This document is a proposal for work on neural machine translation (MT) and automatic speech recognition (ASR) technology by the Idiap Research Institute. The six tasks of the proposed project are:
A. Data identification. Review and list the available written or spoken corpora of Swiss languages (specified in Section 2) including their licenses of use. Gather the corpora and explore possibilities for collecting additional data from social media and possibly from Swisscom units. Both monolingual and multilingual parallel corpora are of interest. Pilot experiments for collecting more data will be considered depending on time.
B. Install, configure and train machine translations systems: namely, neural MT (NMT) following the state of the art in the field (e.g. Edinburgh and Montréal groups), and phrase-based statistical MT (PBSMT, Moses) for comparison purposes. The systems will be based on third party software, generally “open source”, and might involve data preparation and configuration scripts written by Idiap. Explore the use of Idiap’s GPUs to speed up NMT training.
C. Benchmark MT systems: run and test the MT systems, indicate the best configurations that are found, compare scores with the state of the art, and also between NMT and PBSMT. The benchmarking will consider translation quality and coverage, but also speed and use of computing resources.

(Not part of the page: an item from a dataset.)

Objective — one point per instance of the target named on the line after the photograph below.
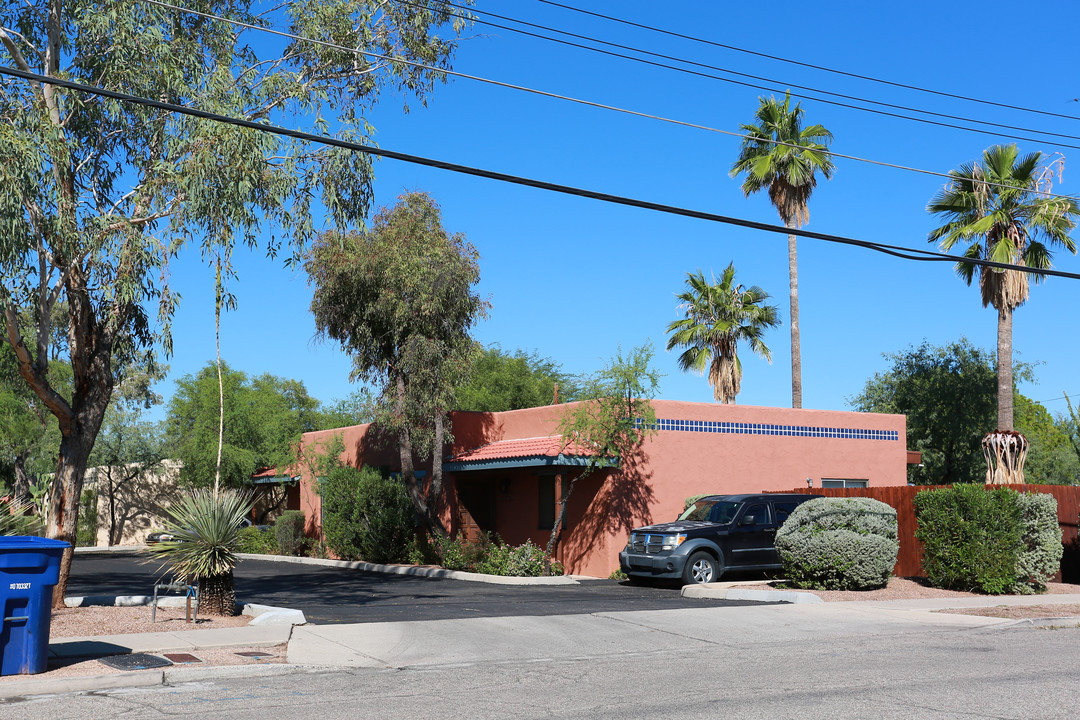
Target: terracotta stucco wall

D. Create Swiss German ASR: follow a logical progression from standard German through Swiss accented German to Swiss dialect. The ASR system will be initially based on Kaldi, although the machine learning parts will be harmonized with those in the other parts of the project.
E. Investigate incrementally adaptive ASR: This is a research thread aimed at designing neural methods that can adapt incrementally to incoming data, as is the situation with dialect data at Swisscom.
F. Document the three tasks above: data sources, system installation/configuration/training, and benchmarking results. The documentation will include tutorials that will allow Swisscom teams to reproduce the systems and build upon them new systems to suit specific internal needs.
The research plan below presents in some detail the tasks and expected outcomes, for a total of six months. The financial support should cover the fulltime salary of two postdocs for the six months.
Below, we first present the linguistic context and motivate the choice of languages for the project. Then we provide a more detailed description of the tasks. We also present Idiap NLP and Speech groups’ past work. The document ends with considerations on the collaboration procedures between Swisscom and Idiap for data sharing, related projects intellectual property rights, and needed workforce.